Раннее утро было холодным, но не крепко-морозным, а скорей пронизывающим сыростью. У запертых ворот на платформу толпились люди - сперва немного, но число их быстро росло. Вскоре Надя и баба Тата были уже не с краю, а в середине ожидающих. Поезд к назначенному времени не пришел и никто не знал, когда его ждать. Два молоденьких милиционера, охранявших ворота, пожимали плечами: "Мы ничего не знаем. Нам не сообщено. Ваше дело - стойте хоть до вечера".
Толпа волновалась, но не рассасывалась. Все чаще люди пробивались к воротам с намерением попасть на платформу.
- Пригласительный билет, - требовали милиционеры.
- Я священник.
- Ваши документы... идите.
- Роман, Роман! - звала пожилая звонкоголосая женщина пробивавшегося сквозь толпу мальчика. - На вот, отнеси папе стихарь, - совала ему в руки какой-то сверток и проталкивала юного поповича в ворота, чтобы получил большую долю святости, встретив мощи прямо из вагона.
- Иди, кисанька, ты замерзла, - заметила баба Тата.
- А ты как? Выстоишь одна?
- Неужели нет, - баба Тата всегда бодрилась, но в данном случае, пожалуй, не преувеличивала свои возможности. - Иди, а то будешь потом болеть...
Обняв ее поверх толстого пальто, Надя заработала локтями и скоро уже шагала по вокзальной площади.
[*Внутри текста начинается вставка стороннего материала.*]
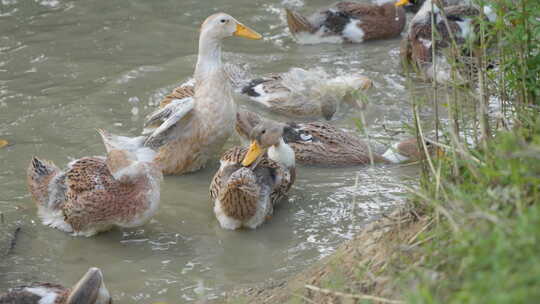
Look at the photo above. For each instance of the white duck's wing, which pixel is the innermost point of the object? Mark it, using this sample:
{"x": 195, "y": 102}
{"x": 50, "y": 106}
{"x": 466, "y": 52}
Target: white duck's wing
{"x": 133, "y": 145}
{"x": 171, "y": 115}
Правду оказать, она чувствовала облегченье - сейчас будет теплое метро, которое доставит ее домой, там - горячий чай, аспирин; если температура высокая, можно и в постель лечь. Сейчас, сейчас... вот уже и пересадка. Надя еще могла заскочить в поезд, но почему-то села на скамейку ждать следующего. А потом почему-то перешла на другую сторону и снова поехала на вокзал. Зачем, она и сама не знала: неужели ради того, чтобы вновь перемолвиться с бабой Татой? Или чтобы стоять до вечера?